Both Input and QField allow the collection of points, lines, or polygons, and there are several attribute forms and widgets available within QGIS that would empower you to customize the data collection process. “Suppose you set up a column called date and time. You can add the default ‘now,’ and it would auto-populate that column with the current date and time,” Kurt quips.

qgis field data collection app gis

Courtesy: QField

The apps support Display Tags and Map Themes that can be used to create an online and offline version of a map. “At the preparation stage, it’s common to use GeoPackage to format vector layers and set up a folder for MB tiles,” Kurt points out. “All of the data and the QGIS project file are transferred to your mobile device, so when you open up QField or Input, it looks exactly as it does in the desktop version of QGIS.”
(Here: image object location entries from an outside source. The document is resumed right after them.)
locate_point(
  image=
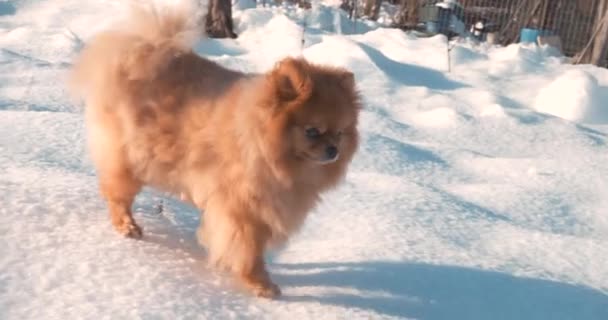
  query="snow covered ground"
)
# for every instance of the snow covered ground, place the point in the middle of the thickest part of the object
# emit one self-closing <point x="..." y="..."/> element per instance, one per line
<point x="477" y="194"/>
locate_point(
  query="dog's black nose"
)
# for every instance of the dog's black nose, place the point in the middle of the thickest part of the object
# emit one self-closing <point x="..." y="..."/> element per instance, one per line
<point x="331" y="152"/>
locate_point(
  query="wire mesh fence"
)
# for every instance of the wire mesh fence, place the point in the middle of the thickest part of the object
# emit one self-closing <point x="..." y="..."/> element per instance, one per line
<point x="579" y="28"/>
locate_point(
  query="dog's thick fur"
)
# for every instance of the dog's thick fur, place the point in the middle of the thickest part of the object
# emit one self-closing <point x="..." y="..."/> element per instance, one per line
<point x="251" y="150"/>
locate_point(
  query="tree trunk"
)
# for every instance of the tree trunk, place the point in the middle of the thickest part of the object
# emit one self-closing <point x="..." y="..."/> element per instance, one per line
<point x="218" y="23"/>
<point x="372" y="9"/>
<point x="407" y="16"/>
<point x="600" y="44"/>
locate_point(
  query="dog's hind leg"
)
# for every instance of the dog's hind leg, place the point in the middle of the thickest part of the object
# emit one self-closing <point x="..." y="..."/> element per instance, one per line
<point x="116" y="180"/>
<point x="119" y="188"/>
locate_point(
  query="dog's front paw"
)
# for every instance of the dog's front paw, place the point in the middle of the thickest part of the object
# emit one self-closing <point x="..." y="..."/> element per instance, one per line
<point x="267" y="290"/>
<point x="129" y="230"/>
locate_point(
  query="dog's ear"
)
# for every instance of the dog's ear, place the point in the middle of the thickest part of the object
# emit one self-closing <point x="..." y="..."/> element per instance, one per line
<point x="290" y="80"/>
<point x="347" y="80"/>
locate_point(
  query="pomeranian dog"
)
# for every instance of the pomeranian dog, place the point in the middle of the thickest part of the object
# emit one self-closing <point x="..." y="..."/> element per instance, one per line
<point x="253" y="152"/>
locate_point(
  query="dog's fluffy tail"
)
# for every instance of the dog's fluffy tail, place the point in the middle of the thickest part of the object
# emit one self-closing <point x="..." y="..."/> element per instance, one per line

Both apps also allow for visual attributions, which means you can take a picture and add a comment to it. And since the apps are undergoing rapid development, expect to see more features (such as snapping) getting added soon.

To allow a better understanding of these apps in action, Kurt gives the example of a citizen science project his GIS firm undertook for the US National Library of Medicine. The project, called Community Health Maps, was conceived with a vision to provide spatial data and information to those public health organizations that neither have the technological prowess to pursue GIS mapping nor the budget to support such a project sustainably. Both QField and Input were used for field data collection.

“Public health workers, not your typical GIS professionals, were trained to use QField and Input for field data collection. They then used QGIS for analyzing the data and mapping their process afterward. The process is simple, intuitive, and easily accessible. Users required minimal training in the form of a four-hour workshop,” Kurt explains.